Wednesday, October 26, 2011
I was cleaning off my desktop and came across an interesting letter opinion in which the Chancery Court deals with the question of selecting a lead plaintiff (SEPTA v Rubin et al). Selecting a lead plaintiff and the problem of multi-jurisdiction litigation in the context of transaction-related litigation is a recent interest of mine. While this can be difficult problem when there is multiple litigation in different jurisdictions, it's less complicated with respect to litigation within a single jurisdiction.

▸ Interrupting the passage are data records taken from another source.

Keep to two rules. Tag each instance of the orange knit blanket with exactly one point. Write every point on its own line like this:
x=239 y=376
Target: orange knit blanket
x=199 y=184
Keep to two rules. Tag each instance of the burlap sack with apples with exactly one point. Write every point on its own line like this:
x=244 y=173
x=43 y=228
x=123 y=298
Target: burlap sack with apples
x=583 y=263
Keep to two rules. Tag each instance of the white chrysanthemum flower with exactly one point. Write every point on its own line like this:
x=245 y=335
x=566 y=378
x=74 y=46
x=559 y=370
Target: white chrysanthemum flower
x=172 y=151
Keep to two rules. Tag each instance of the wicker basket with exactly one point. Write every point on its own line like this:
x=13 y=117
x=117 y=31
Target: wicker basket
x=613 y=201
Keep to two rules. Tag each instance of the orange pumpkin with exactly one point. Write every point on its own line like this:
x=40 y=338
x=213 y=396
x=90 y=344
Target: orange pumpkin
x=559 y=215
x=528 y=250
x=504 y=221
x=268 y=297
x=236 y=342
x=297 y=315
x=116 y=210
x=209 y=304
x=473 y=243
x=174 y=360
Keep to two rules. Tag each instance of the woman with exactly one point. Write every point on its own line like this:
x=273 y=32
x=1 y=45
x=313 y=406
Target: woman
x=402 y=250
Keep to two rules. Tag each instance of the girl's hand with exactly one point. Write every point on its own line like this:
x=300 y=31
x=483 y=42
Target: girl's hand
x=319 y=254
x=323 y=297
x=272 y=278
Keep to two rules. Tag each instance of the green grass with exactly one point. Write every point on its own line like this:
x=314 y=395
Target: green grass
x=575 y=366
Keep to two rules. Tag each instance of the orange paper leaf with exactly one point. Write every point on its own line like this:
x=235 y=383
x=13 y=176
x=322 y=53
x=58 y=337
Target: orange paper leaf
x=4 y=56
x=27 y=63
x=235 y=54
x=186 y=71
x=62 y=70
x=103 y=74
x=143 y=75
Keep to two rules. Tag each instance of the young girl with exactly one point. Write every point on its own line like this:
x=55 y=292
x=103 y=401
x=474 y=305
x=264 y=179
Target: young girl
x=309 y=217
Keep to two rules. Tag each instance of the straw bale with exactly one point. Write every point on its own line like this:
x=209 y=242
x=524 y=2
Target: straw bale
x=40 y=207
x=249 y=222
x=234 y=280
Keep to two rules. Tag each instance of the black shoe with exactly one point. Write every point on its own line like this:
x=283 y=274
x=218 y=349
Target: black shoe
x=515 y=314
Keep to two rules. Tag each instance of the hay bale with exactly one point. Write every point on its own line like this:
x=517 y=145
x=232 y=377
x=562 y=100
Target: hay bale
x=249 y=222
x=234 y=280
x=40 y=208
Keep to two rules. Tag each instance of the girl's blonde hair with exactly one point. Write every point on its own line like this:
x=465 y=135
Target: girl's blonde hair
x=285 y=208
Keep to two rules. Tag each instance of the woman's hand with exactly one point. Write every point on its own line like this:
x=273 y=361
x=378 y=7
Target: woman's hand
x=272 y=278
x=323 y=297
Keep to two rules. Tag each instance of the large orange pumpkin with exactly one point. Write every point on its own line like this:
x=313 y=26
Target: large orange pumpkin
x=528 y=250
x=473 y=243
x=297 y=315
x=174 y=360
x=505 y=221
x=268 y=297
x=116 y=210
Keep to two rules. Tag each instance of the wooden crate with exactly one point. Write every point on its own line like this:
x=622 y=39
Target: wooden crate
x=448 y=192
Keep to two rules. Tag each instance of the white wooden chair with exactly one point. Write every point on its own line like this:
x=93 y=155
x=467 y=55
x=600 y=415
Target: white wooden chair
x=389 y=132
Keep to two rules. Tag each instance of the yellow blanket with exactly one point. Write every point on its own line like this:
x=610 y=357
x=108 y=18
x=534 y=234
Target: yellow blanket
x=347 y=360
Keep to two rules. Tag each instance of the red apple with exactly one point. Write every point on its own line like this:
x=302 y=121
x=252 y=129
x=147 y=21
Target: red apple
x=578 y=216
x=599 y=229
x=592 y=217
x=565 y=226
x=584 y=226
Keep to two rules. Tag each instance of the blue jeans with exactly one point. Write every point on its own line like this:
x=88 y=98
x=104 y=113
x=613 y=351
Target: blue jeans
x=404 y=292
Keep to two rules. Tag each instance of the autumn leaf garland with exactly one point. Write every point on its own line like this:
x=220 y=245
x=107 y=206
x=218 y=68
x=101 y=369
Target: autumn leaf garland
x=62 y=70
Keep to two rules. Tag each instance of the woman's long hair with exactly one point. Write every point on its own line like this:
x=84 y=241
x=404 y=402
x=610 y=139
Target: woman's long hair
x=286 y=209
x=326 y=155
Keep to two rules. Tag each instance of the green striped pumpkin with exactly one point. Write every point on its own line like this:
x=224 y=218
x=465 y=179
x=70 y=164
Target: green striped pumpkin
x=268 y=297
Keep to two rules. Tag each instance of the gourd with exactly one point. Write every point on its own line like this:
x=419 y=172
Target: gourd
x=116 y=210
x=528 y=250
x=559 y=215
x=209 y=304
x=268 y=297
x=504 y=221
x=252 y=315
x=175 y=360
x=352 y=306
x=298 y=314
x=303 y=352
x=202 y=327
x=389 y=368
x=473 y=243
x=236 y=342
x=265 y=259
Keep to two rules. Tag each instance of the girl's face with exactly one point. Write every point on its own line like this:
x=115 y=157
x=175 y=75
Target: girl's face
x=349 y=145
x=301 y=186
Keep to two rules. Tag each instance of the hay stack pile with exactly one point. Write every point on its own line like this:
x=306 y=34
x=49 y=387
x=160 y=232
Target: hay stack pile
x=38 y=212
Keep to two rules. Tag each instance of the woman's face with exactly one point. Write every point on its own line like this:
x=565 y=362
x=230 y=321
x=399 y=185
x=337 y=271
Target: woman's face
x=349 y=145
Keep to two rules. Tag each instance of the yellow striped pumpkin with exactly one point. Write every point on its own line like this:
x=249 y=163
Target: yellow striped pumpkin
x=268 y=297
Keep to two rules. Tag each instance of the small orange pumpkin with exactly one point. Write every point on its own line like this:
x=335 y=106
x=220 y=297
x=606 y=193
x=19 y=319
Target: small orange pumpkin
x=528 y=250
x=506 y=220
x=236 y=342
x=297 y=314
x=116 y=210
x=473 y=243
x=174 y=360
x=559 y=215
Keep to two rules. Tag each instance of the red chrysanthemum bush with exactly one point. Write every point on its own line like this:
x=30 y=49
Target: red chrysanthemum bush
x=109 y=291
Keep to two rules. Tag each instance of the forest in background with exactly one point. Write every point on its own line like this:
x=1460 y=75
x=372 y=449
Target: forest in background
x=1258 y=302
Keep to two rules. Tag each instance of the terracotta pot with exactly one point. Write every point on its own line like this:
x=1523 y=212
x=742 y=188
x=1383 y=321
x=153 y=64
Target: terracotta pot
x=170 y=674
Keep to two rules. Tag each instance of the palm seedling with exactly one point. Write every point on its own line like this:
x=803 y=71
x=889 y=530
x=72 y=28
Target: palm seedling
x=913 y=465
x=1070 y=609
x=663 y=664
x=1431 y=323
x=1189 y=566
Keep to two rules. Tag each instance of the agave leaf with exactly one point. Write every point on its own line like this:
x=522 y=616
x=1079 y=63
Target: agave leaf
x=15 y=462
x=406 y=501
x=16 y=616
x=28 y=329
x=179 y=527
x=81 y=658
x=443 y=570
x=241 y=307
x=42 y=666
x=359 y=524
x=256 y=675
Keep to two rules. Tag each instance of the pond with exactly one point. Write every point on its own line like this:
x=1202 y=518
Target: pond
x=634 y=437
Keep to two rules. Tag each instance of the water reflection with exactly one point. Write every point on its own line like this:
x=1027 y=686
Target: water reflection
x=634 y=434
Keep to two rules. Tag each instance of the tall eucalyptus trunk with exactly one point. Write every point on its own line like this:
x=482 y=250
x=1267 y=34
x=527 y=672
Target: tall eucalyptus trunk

Delaware has long not followed the old "first to file" rule in determining the identity of lead plaintiffs. Rather, it has a two step approach. First, the courts encourage plaintiffs to organize themselves and work it out internally. That's a pretty successful approach. When it fails, however the court has to make a determination as to which of the competing plaintiffs should be the lead plaintiff. The court does does by applying the so-called "Hirt factors":
- the quality of the pleading that appears best able to represent the interests of the shareholder class and derivative plaintiffs;
- the relative economic stakes of the competing litigants in the outcome of the lawsuit (to be accorded great weight);
- the willingness and ability of all the contestants to litigate vigorously on behalf of an entire class of shareholders;
- the absence of any conflict between larger, often institutional, stockholders and smaller stockholders;
- the enthusiasm or vigor with which the various contestants have prosecuted the lawsuit; [and]
- the competence of counsel and their access to the resources necessary to prosecute the claims at issue.
Rather than encourage a race to courthouse, the Hirt factors are intended to create incentives for parties to bring quality claims and to weed out low quality, knee-jerk claims that appear in the wake of many deal announcements.